CINCINNATI -- On a bright sunny spring day, it's hard to believe Cincinnati got F's for its air quality.
Cory Chadwick, director of the Hamilton County Environmental Services, says it's true. "It's still considered unhealthy when you exceed that national ambient air standard," he says.
But those grades come with a lot of caveats.
First of which, the numbers in the report are averages, taken from 2006 through 2008.
Chadwick has 2009 data that says we're doing better because of tighter emissions regulations. Last year we met the standards that were set in 1997. Then the EPA changed the standards, making them tougher.
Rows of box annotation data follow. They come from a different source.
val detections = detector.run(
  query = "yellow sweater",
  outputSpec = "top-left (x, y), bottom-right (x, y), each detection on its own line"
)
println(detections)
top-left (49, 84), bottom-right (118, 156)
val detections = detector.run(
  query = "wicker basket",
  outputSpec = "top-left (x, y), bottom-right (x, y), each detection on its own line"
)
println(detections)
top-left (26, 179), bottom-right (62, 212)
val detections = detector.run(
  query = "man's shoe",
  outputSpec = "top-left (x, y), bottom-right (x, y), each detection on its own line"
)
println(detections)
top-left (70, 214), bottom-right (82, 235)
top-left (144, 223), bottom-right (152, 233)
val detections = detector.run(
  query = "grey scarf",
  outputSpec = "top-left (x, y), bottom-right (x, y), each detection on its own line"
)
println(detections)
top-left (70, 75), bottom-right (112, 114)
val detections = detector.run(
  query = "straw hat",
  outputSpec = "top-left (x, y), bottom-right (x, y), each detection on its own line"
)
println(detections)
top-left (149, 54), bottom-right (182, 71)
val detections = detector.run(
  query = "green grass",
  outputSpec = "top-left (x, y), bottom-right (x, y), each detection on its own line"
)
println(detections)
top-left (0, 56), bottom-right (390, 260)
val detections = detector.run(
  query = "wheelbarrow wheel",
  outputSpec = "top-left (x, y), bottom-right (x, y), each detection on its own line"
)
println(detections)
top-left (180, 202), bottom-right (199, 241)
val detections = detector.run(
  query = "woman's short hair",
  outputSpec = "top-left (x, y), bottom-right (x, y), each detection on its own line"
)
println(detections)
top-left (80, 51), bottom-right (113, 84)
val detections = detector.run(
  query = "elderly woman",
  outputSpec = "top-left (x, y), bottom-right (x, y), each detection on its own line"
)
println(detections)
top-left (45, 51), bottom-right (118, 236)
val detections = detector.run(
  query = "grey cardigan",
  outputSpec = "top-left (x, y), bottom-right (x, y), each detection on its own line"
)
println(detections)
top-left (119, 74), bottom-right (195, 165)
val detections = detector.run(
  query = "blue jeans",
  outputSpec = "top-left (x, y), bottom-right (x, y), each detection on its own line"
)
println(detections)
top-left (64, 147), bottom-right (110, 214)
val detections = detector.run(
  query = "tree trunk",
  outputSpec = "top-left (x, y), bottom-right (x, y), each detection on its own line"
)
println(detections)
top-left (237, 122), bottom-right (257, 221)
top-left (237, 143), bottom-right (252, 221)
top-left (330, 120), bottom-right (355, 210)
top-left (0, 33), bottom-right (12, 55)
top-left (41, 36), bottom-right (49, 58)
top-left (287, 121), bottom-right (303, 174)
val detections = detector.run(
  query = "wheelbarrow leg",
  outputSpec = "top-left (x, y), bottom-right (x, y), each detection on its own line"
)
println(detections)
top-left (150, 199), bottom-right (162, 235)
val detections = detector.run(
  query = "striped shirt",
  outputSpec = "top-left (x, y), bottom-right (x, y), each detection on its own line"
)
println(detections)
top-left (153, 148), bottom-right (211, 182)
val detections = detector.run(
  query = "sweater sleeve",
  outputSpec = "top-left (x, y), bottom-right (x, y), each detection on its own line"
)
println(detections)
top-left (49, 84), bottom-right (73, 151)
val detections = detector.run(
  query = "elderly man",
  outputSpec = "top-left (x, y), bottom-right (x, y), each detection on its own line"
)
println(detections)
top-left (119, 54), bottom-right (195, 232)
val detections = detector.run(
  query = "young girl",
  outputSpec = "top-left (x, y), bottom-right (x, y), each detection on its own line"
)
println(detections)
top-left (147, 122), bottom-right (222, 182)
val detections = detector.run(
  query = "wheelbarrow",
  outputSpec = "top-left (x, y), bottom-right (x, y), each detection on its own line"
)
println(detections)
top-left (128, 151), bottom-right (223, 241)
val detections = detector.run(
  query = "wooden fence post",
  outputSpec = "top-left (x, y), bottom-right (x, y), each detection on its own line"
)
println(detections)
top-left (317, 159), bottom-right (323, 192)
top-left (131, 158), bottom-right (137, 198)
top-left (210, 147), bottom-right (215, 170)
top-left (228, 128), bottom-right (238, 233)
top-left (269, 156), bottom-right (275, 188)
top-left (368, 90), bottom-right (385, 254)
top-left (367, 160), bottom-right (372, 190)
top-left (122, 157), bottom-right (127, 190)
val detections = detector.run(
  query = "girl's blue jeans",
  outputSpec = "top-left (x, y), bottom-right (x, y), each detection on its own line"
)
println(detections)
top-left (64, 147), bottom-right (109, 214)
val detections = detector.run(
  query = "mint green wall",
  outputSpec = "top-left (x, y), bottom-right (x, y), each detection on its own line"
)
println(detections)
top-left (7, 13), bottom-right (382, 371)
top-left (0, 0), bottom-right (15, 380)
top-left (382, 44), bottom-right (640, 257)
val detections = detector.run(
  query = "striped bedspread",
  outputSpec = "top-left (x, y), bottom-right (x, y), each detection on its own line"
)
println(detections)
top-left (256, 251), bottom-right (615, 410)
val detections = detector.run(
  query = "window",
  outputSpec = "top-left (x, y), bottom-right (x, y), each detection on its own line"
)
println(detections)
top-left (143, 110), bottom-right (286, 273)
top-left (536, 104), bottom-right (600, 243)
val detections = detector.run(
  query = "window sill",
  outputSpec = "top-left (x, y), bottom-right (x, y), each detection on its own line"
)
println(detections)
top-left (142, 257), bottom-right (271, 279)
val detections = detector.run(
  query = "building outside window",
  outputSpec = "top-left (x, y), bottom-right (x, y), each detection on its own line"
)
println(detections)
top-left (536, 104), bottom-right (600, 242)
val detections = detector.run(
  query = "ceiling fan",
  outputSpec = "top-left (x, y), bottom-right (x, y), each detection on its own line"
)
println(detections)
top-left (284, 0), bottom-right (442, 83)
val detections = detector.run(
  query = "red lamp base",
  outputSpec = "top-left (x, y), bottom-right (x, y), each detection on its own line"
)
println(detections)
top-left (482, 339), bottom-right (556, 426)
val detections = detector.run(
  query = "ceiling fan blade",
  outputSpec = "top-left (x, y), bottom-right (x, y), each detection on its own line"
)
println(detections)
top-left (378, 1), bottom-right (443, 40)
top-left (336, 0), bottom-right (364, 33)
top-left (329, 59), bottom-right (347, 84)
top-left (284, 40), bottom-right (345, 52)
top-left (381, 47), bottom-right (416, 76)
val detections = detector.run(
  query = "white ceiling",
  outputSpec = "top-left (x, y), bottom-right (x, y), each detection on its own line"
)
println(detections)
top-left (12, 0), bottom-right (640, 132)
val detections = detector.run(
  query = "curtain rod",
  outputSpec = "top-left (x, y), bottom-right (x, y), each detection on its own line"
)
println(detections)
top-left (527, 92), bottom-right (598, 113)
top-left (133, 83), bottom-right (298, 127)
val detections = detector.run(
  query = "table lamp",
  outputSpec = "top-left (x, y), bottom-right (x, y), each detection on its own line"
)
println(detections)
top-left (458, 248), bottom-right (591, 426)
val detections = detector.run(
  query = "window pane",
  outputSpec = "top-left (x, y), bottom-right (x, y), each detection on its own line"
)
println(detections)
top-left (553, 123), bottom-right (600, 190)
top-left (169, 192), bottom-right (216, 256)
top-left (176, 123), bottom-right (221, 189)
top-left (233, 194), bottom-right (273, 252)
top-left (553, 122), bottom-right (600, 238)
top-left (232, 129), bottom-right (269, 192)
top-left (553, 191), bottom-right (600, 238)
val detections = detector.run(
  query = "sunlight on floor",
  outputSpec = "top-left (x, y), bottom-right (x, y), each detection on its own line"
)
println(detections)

"I can tell you right now," Chadwick warns,"we are not going to be in attainment for that standard, but a lot of the US is not gonna make the new ozone standard."
Even with the improvements, there are days where the air still isn't healthy.
For someone with breathing problems, cautions Dr. David Bernstein, a researcher for the UC Allergy Division, that could be serious. "They could have exacerbation of their pulmonary disease which would require them going to have to go to the hospital."
We all know the mantra during the summer; combine your trips, gas up after dark.
But what about riding your bike day after day in a polluted city? Dr. Bernstein isn't so sure. "Your overall lifetime risk of developing cardiac disease may be greater."
Even cyclists like Gary Wright of Queen City Bike advise you not to ride during a smog alert. "But on the other days of the year, I think you can help, you can help yourself and you can help everyone else by going ahead and riding and exercising," he says.